What We’re Fighting: Capitalism and Hierarchy
Capitalism, in essence, is a system of exploitation. It is a class system where a majority, the working class, is exploited by a minority, the ruling class.
The ruling class own and control the places that we work & live, the land that produces our food, and everything that makes life possible. They make the decisions about what kinds of products the factories make or what kinds of services are provided, and they make the decisions about how this work is organised. The rest of us, the working class, must work in the fields and the factories, the call centres and the office blocks, or else get by on benefits or scrape together what we need to survive.
We, the working class, build and provide everything society needs to function. They, the ruling class, suck profit out of our work. We are the body of society; they are parasites sucking us dry.
It follows from this that we don’t use the idea of class in the same way as many others, particularly in the press. Class is not about the fact that some of us earn more money than others or that we go to different kinds of schools. This confusion about the idea of class is part of a wider set of tactics that the ruling class use to try and disguise the reality of class from us.
Capitalism needs workers in a way workers simply do not need capitalism. If we were to unite around our common working class interests then we could do away with the ruling class and run society for ourselves. We don’t need them, but they need us. Because of this, the ruling class works hard to divide us against each other. It does this through trying to control ideas and the way we think about ourselves, and also through creating small differences in power and wealth that pit us against one another.
One of the major tools to create these divisions to is the state. The state is made up of all the institutions that regulate and control the lives of ‘citizens’ – that is you and me – for the benefit of capitalism. When the so-called free market can’t achieve something that capital needs to grow, the state steps in and makes it happen.
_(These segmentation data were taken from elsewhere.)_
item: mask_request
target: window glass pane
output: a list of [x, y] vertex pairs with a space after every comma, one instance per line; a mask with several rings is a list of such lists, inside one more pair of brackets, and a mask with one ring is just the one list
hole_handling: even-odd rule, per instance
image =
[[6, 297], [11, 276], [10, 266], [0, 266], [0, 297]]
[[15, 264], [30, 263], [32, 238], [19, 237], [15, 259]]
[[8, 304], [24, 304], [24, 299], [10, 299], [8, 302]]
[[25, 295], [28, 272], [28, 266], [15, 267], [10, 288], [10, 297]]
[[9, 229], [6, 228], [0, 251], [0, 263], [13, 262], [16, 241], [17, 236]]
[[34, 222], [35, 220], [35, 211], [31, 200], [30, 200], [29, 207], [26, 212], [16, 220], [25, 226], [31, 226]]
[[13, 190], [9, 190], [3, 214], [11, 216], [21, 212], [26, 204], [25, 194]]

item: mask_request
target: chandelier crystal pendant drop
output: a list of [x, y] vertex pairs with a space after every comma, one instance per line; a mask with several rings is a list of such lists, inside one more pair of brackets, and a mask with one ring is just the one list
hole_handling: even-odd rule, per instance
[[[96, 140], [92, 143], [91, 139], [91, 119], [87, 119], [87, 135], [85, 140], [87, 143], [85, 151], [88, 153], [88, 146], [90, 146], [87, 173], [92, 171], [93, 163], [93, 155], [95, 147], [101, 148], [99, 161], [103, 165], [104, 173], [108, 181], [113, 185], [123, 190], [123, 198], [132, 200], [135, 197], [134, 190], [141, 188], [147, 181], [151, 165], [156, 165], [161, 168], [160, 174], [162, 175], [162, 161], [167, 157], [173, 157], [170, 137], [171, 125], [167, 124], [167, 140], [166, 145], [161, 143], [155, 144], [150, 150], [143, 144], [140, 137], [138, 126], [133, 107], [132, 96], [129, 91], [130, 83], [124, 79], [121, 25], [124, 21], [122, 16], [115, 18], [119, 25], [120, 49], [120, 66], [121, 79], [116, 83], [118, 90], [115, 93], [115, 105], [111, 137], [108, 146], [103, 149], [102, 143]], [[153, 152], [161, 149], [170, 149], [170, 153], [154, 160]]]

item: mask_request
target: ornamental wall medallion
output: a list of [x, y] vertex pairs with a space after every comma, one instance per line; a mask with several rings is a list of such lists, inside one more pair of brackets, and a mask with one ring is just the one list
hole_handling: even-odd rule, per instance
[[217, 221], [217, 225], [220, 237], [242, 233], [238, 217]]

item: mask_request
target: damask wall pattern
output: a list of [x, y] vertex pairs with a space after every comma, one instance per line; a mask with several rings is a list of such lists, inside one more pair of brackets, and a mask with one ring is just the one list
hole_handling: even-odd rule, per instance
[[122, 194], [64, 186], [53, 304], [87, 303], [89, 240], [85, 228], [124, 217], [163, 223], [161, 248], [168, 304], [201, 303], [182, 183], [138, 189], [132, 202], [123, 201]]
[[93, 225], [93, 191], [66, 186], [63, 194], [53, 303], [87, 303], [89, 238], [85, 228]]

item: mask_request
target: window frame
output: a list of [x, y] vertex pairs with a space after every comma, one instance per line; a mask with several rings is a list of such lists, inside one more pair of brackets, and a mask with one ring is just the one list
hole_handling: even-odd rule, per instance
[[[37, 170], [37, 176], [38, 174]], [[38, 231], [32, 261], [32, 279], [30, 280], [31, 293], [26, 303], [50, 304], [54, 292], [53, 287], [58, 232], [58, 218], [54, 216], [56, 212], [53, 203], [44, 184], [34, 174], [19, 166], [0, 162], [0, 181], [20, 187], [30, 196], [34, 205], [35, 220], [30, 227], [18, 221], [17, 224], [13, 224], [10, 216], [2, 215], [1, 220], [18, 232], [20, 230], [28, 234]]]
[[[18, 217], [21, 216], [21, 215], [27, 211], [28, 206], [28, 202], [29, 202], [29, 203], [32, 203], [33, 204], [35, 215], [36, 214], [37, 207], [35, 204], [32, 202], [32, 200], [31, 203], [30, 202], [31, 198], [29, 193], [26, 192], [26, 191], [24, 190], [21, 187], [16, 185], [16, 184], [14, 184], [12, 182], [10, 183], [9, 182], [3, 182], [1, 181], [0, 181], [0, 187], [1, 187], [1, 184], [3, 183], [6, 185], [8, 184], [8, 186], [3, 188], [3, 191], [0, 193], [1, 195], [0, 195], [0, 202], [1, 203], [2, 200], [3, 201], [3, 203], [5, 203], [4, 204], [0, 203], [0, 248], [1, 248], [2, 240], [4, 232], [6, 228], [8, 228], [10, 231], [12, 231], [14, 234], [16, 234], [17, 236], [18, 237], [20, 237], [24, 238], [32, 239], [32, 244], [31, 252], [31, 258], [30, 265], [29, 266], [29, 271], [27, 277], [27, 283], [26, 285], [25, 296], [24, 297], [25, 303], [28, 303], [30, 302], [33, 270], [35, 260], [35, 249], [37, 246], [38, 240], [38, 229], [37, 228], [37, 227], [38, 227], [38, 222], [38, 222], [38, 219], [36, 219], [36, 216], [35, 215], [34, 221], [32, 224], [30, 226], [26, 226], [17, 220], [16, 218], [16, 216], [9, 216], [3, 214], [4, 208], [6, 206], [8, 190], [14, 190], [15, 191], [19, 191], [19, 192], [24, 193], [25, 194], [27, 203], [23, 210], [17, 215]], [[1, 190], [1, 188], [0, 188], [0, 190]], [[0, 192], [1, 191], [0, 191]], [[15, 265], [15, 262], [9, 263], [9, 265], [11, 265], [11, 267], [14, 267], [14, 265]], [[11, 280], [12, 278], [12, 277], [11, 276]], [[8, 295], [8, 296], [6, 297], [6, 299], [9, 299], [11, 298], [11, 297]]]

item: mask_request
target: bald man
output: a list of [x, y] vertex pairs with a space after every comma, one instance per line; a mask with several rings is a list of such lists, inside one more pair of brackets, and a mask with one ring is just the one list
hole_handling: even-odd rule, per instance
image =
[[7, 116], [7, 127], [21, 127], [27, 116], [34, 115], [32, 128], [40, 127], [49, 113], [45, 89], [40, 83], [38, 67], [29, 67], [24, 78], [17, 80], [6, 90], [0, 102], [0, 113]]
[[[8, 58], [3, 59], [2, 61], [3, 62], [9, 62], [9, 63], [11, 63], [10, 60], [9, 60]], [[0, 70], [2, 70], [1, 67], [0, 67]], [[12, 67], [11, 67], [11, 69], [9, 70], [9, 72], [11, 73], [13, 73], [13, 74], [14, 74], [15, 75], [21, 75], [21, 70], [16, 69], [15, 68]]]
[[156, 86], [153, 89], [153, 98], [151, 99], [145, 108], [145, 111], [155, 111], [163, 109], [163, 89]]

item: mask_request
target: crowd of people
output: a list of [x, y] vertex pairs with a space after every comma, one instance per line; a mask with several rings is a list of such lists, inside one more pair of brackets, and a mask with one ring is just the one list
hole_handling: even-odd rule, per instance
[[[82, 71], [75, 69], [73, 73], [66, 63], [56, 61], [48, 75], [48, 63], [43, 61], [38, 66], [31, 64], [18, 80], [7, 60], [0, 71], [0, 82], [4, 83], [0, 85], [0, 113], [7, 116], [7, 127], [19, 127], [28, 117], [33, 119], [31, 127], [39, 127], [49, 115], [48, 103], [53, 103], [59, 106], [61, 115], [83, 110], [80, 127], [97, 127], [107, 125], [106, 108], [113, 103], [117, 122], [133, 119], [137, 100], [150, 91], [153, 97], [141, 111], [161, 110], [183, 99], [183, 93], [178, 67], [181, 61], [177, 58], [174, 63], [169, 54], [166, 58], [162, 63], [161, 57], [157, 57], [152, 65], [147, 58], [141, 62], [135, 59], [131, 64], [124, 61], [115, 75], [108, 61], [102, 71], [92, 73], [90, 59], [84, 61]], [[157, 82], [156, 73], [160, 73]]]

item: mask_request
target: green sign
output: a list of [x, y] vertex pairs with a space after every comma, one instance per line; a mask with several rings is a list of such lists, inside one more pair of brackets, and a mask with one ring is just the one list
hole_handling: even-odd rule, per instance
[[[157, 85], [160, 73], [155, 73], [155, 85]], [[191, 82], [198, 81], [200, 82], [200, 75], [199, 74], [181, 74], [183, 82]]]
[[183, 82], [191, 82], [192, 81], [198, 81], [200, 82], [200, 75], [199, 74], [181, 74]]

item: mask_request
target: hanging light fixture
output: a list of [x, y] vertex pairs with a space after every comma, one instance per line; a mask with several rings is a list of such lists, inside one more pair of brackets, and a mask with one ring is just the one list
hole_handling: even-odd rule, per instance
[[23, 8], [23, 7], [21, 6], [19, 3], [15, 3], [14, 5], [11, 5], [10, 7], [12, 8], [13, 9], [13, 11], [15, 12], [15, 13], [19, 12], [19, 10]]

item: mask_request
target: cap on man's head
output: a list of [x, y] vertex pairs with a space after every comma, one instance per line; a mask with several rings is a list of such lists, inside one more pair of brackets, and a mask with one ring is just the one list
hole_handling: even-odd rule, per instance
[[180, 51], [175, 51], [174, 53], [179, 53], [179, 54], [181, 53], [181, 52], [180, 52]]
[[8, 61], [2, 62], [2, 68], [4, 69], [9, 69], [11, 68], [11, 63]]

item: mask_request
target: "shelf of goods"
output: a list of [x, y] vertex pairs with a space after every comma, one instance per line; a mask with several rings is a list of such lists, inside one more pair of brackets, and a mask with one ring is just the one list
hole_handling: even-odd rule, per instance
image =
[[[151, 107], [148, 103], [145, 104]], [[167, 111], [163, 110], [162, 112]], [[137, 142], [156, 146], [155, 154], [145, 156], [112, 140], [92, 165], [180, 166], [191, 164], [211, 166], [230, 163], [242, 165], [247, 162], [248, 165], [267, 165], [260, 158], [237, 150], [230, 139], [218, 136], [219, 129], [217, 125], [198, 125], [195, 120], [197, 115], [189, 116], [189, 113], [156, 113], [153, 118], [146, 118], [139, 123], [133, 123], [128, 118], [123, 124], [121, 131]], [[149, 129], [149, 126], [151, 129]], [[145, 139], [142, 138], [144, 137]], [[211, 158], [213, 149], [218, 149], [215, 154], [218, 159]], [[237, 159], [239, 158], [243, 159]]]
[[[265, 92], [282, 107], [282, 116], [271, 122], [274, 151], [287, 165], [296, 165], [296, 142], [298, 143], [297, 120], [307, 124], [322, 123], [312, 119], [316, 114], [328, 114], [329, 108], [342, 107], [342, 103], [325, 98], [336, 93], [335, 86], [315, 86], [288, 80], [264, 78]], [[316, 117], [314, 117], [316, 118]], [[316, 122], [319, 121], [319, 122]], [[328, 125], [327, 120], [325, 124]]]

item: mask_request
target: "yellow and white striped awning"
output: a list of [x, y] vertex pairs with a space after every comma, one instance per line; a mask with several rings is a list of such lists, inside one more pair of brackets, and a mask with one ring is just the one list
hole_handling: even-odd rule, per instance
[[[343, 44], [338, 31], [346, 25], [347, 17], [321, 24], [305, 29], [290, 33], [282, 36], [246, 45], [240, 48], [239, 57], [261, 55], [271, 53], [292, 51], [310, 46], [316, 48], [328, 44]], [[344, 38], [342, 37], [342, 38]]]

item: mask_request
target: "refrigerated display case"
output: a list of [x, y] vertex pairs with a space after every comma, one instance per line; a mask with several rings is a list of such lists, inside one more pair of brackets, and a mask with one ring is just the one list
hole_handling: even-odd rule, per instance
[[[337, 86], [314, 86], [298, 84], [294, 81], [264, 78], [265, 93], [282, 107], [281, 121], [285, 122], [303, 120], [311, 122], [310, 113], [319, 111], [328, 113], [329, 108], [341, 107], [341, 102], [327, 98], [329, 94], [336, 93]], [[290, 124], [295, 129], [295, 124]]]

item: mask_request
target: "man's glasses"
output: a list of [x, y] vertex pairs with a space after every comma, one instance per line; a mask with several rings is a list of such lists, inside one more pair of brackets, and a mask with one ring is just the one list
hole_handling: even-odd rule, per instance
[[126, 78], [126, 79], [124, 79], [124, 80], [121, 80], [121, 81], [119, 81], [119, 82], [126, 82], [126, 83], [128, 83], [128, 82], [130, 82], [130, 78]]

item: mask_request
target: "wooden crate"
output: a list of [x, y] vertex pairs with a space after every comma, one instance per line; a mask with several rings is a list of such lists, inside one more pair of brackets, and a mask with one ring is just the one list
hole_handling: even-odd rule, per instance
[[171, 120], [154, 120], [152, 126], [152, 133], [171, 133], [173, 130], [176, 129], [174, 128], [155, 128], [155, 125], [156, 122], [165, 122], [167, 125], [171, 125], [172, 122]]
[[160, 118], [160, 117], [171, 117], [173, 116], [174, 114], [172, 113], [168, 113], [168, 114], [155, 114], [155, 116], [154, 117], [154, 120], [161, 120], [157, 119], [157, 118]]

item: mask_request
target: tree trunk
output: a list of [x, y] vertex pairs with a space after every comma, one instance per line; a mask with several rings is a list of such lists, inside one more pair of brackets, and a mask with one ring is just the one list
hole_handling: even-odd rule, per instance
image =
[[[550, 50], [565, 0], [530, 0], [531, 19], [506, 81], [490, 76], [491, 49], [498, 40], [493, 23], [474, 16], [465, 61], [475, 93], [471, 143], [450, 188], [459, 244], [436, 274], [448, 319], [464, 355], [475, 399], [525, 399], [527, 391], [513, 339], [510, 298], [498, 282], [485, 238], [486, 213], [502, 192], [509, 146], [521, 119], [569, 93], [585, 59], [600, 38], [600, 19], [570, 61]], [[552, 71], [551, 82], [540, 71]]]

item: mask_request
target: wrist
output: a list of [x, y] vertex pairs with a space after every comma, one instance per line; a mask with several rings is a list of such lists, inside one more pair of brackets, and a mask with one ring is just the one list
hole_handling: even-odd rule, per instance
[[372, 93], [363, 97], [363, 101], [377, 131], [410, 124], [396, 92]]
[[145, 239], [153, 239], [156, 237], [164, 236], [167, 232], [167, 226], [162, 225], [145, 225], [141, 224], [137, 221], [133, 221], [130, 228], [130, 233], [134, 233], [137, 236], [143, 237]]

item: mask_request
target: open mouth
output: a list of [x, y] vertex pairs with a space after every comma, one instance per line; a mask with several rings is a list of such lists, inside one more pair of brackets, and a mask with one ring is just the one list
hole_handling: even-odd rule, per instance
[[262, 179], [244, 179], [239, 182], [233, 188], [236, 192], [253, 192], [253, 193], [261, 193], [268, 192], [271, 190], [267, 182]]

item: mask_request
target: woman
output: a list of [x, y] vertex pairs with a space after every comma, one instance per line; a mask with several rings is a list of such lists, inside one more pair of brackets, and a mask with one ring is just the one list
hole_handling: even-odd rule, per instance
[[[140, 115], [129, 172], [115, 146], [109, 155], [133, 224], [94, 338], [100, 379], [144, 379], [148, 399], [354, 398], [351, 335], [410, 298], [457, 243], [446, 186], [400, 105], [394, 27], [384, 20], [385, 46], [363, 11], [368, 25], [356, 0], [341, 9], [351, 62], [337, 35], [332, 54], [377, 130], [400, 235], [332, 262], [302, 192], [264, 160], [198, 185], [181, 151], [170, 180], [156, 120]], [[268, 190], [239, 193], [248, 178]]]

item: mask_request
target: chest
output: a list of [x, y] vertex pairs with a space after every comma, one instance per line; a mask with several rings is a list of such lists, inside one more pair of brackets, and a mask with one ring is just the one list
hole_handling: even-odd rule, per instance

From building the legal and physical infrastructure that capitalism needs, through to directly attacking workers seeking to improve their position, the state is an essential tool of the capitalist class.
Importantly, the state maintains organisations to directly control and coerce us. The army and the police most obviously use direct force to keep people in line, with the police breaking strikes and heads at home and the army enforcing capitalism abroad. Schools, whilst providing an important service, also indoctrinate children and prepare them for a life as workers rather than as human beings. Prisons, immigration authorities, dole offices and more, all intrude into our lives and shape our actions. Some of these things, like schools, hospitals and welfare benefits, we sometimes depend on for our lives. It is often this very dependence that acts to control us. Benefits come with conditions that dictate what we can and can’t do.
Some leftists argue that if the state were under the control of a group that represented the working class, usually a revolutionary party of some kind, then it would behave differently. This ignores the fact that the state is designed to govern from above – it is, by its very nature, hierarchical. This means that it always concentrates power in the hands of a minority. A small number of people give orders and a large number obey. The state is always hierarchical and as a result will end up furthering rather than destroying all the other hierarchies in society.
The power of the ruling class comes from their control of the means of production, but they keep that control by manipulating a whole series of different systems of oppression and exploitation, different hierarchies. These systems give large sections of the working class just a little bit of privilege. This is enough to turn them against those they should be uniting with, enough to make them defend the ruling class against those oppressed by gender, skin colour, disability, and on and on and on.
To get past this we need a revolutionary movement made up of many different organisations. We need many different ways in which we can take control of our own lives and fight the different oppressions that push us down. We need to completely transform society and ourselves. In the Anarchist Federation we believe that the ideas of anarchist communism offer the best chance of doing this.